Dancing, it seemed to me then, was another way of giving your body away. 
I needed to be in control of my body. So I learned to cultivate a stoic persona, though inside I was conflicted. By nature, I was a person who naturally delighted in physicality – I was strong and spirited, sexual and extroverted. But experience had taught me a different story about my body: it was vulnerable, oversized, humiliating.

In the years that followed, I developed a love of watching other people dance. Name a dance movie from the past 30 years, and I promise you I've seen it. From Dirty Dancing, Flashdance and Footloose to their Noughties counterparts like Stomp the Yard, Honey, the Step Up franchise and David LaChapelle's documentary, Rize, these films fall into distinctly gendered camps: either allegories of female sexual awakening through dance, or of street-gang rivalry and athletic triumph of good over evil. It's no wonder that I loved them all. All the way through my teen and college years, the body in motion mesmerised me.
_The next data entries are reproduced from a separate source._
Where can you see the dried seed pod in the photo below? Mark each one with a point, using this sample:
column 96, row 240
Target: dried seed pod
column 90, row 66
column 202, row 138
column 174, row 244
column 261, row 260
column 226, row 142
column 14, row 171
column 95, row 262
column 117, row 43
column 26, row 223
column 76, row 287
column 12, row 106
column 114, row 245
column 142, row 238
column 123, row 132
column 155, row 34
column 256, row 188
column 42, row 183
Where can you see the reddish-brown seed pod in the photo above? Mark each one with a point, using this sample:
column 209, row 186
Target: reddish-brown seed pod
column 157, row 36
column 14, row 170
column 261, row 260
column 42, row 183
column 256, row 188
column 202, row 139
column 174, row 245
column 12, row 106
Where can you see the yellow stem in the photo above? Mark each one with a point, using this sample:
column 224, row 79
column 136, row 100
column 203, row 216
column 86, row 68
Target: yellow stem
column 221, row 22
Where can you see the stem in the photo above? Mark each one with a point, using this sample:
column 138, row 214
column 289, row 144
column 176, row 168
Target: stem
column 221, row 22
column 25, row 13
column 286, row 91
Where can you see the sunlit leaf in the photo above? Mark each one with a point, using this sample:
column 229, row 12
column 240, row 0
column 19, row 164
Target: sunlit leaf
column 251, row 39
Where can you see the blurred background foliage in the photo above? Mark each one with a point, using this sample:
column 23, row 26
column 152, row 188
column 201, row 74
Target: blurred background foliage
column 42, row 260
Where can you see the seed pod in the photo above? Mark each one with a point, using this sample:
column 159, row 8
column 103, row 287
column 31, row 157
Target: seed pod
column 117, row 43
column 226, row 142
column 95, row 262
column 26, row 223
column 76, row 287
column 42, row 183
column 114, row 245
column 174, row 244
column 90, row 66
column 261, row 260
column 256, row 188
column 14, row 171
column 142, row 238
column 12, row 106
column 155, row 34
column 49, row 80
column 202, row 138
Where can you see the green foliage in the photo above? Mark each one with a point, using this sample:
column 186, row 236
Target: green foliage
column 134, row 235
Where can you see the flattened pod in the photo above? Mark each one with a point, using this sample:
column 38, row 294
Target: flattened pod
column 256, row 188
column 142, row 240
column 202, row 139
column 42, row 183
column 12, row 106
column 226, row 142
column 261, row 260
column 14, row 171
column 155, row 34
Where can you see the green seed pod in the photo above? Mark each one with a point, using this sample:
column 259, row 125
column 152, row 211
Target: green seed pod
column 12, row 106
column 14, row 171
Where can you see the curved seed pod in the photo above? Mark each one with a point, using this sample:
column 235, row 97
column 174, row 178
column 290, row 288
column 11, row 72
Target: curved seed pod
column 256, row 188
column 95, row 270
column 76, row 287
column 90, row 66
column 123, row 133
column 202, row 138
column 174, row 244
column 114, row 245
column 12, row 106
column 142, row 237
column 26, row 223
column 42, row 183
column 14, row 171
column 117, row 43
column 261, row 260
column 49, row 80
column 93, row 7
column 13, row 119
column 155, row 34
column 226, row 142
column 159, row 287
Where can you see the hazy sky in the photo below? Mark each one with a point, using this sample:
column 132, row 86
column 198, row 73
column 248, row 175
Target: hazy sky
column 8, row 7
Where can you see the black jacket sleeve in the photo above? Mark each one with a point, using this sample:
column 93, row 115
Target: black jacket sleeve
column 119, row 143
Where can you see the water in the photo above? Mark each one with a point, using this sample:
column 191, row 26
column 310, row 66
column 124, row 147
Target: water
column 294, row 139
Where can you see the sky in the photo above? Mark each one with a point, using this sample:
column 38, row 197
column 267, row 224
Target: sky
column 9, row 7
It didn't occur to me that if I'd inhabited my body – loosened my controlled grip so I could finally enjoy it again – then it might have been the revelation I needed. It might have freed me. After all, I wasn't a vulnerable adolescent any more; I was a successful college student who'd been living on my own since 17. But my body insecurity was so deeply ingrained, I didn't even consider it.

Instead, I continued to distance myself from my physical form as much as possible, and drugs proved the most effective tool to do this. Sure, they risk your life and ruin your health, but they also allow you to control exactly how you feel at any moment. And, amazingly, they let me dance.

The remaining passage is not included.